From the destruction of Thebes by Alexander in 335 B.C., to the Lamian War after his death, the policy of Athens neither was nor could be conducted by Demosthenes. But condemned as he was to comparative inefficacy, he yet rendered material service to Athens, in the Harpalian affair of 324 B.C. If, instead of opposing the alliance of the city with Harpalus, he had supported it as warmly as Hyperides, the exaggerated promises of the exile might probably have prevailed, and war would have been declared against Alexander. The Lamian War was not of his original suggestion, since he was in exile at its commencement. But he threw himself into it with unreserved ardour, and was greatly instrumental in procuring the large number of adhesions with it obtained from so many Grecian states. In spite of its disastrous result, it was, like the battle of Chæronea, a glorious effort for the recovery of Grecian liberty, undertaken under circumstances which promised a fair chance of success. There was no excessive rashness in calculating on distractions in the empire left by Alexander; on mutual hostility among the principal officers and on the probability of having only to make head against Antipater and Macedonia, with little or no reinforcement from Asia. Disastrous as the enterprise ultimately proved, yet the risk was one fairly worth incurring, with so noble an object at stake; and could the war have been protracted another year, its termination would probably have been very different. We shall see this presently when we come to follow Asiatic events. After a catastrophe so ruinous, extinguishing free speech in Greece, and dispersing the Athenian demos to distant lands, Demosthenes himself could hardly have desired, at the age of sixty-two, to prolong his existence as a fugitive beyond sea.

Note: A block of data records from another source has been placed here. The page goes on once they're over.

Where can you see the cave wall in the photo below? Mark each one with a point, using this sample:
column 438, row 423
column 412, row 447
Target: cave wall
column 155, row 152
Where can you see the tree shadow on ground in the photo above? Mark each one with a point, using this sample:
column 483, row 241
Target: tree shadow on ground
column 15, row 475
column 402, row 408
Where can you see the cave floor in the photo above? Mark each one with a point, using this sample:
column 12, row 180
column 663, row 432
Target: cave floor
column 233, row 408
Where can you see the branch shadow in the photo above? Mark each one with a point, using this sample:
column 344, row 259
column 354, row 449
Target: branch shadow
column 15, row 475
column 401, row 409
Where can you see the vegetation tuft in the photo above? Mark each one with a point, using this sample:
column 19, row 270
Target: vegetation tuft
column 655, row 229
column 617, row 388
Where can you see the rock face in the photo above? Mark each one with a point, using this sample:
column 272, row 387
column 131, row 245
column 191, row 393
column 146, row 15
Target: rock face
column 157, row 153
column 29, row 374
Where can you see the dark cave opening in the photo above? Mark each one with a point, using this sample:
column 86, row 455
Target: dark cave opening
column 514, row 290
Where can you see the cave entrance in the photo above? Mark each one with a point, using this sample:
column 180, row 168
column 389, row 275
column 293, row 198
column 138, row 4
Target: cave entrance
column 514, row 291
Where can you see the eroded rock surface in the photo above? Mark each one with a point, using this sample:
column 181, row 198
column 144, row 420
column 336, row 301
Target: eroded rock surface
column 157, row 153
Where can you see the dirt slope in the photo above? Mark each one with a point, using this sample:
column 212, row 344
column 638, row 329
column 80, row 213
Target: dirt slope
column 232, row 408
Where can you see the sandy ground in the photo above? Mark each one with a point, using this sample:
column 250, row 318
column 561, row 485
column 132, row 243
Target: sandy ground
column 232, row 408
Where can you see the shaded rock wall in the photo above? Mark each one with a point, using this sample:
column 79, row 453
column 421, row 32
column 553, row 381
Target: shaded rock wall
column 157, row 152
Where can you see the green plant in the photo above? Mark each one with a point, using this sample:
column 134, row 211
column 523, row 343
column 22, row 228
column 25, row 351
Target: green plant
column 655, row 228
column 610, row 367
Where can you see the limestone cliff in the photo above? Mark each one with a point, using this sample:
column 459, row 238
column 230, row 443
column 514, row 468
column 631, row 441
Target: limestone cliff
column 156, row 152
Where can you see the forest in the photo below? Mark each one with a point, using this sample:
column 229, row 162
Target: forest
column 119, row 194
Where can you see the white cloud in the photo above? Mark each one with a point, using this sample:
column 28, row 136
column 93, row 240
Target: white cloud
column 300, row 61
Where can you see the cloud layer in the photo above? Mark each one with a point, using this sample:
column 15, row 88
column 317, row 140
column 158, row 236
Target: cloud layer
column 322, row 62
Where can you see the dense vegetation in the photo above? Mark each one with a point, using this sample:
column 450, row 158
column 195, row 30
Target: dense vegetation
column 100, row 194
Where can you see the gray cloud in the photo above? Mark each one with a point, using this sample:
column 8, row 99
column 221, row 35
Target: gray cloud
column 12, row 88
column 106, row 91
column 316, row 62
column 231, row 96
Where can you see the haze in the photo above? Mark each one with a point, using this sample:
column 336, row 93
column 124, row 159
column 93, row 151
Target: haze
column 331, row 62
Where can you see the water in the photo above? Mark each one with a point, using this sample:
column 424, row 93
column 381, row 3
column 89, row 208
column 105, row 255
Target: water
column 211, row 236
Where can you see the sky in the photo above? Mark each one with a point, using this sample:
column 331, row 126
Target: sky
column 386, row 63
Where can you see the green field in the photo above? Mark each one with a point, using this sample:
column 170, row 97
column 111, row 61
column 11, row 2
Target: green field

Of the speeches which he composed for private litigants, occasionally also for himself, before the dicastery, and of the numerous stimulating and admonitory harangues on the public affairs of the moment, which he had addressed to his assembled countrymen, a few remain for the admiration of posterity. These harangues serve to us, not only as evidence of his unrivalled excellence as an orator, but as one of the chief sources from which we are enabled to appreciate the last phase of free Grecian life, as an acting and working reality.
ANTIPATER IN GREECE
[322-319 B.C.]
The death of Demosthenes, with its tragical circumstances, is on the whole less melancholy than the prolonged life of Phocion, as agent of Macedonian supremacy in a city half depopulated, where he had been born a free citizen, and which he had so long helped to administer as a free community. The dishonour of Phocion’s position must have been aggravated by the distress in Athens, arising both out of the violent deportation of one-half of its free citizens, and out of the compulsory return of the Athenian settlers from Samos—which island was now taken from Athens, after she had occupied it forty-three years, and restored to the Samian people and to their recalled exiles, by a rescript of Perdiccas in the name of Arrhidæus. Occupying this obnoxious elevation, Phocion exercised authority with his usual probity and mildness. Exerting himself to guard the citizens from being annoyed by disorders on the part of the garrison of Munychia, he kept up friendly intercourse with its commander Menyllus, though refusing all presents both from him and from Antipater.